By Yeh Kuan-yu, Hung Jui-chin and Sherry Hsiao / Staff reporters, with staff writer
“Ignorance is the greatest risk,” National Cheng Kung University Department of Electrical Engineering professor Li Jung-shian （李忠憲） said on Facebook on Thursday, after reports emerged earlier in the day that the Wi-Fi login page at the Four Points by Sheraton Linkou hotel listed Taiwan as “Taiwan, China” next to the Chinese flag.
Many netizens responded to the reports by flooding the New Taipei City-based hotel’s Facebook page with negative reviews and bad ratings.
While China’s suppression of Taiwan is nothing new, the incident has provoked disgust among many Taiwanese because Taiwan was the only place in the world that had not yet been insulted and contaminated by the use of “Taiwan, Province of China,” Li said.

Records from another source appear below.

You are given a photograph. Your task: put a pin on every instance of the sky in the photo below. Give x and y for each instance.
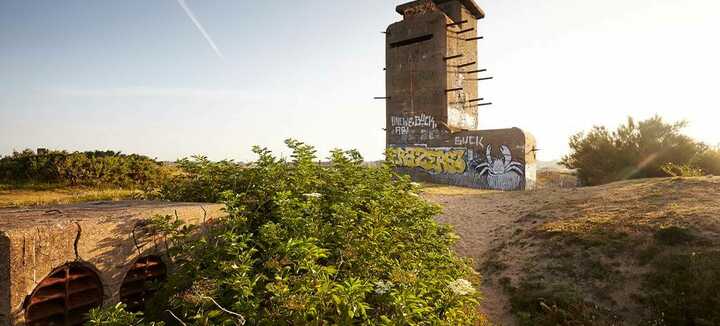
(174, 78)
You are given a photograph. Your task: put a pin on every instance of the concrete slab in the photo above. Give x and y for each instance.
(97, 235)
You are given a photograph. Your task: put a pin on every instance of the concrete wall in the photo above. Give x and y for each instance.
(432, 112)
(104, 235)
(489, 159)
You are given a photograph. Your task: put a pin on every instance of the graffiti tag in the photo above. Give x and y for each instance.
(434, 160)
(469, 140)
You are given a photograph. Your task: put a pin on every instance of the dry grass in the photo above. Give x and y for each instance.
(41, 195)
(585, 249)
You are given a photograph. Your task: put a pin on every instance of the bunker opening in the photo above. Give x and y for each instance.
(411, 41)
(139, 283)
(65, 297)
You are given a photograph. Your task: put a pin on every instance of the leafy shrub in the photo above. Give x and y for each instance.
(686, 170)
(117, 316)
(305, 243)
(708, 161)
(634, 150)
(683, 289)
(202, 180)
(98, 168)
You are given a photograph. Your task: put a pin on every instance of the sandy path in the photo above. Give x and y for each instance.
(484, 219)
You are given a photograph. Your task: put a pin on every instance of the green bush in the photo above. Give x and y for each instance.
(636, 150)
(117, 316)
(202, 180)
(708, 161)
(305, 243)
(98, 168)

Even though Taiwan’s problem clearly presents itself in the eyes of foreigners, the average Taiwanese is unaware and believes that Taiwan is a part of China and that China is not trying to annex Taiwan, Li said, adding that the average Taiwanese is also unaware of what Beijing has done in Xinjiang, Tibet, Hong Kong and other places.
While China’s economic development is astonishing, after suffering a setback with the cross-strait service trade agreement it has run out of ways to encroach on Taiwan, he said, referring to an attempt in 2014 by the then-Chinese Nationalist Party （KMT） government to force through passage of the proposed agreement, sparking the Sunflower movement, which halted its passage in the Legislative Yuan.
However, Chinese agencies in charge of Taiwan affairs have significant numbers of personnel and vast resources — they had to be put to work, he added.
Contrary to Beijing’s goal of unification, Li said that China’s “united front” tactics against Taiwan have enhanced the Taiwanese public’s understanding of who the nation’s enemy is and about cross-strait relations.
Meanwhile, the Four Points by Sheraton Linkou on Thursday afternoon said on Facebook that it cannot make changes to the system on its own and that it has reported the incident and made suggestions to Marriott International.
The hotel said it is directly managed by Marriott International, and its services, facilities and even marketing materials must follow the standards of the international brand.
As the hotel is currently in its trial operation stage, it “humbly accepts all guests’ suggestions,” it said, adding that it would do its best to improve and hopes that the public would not neglect its efforts due to the incident.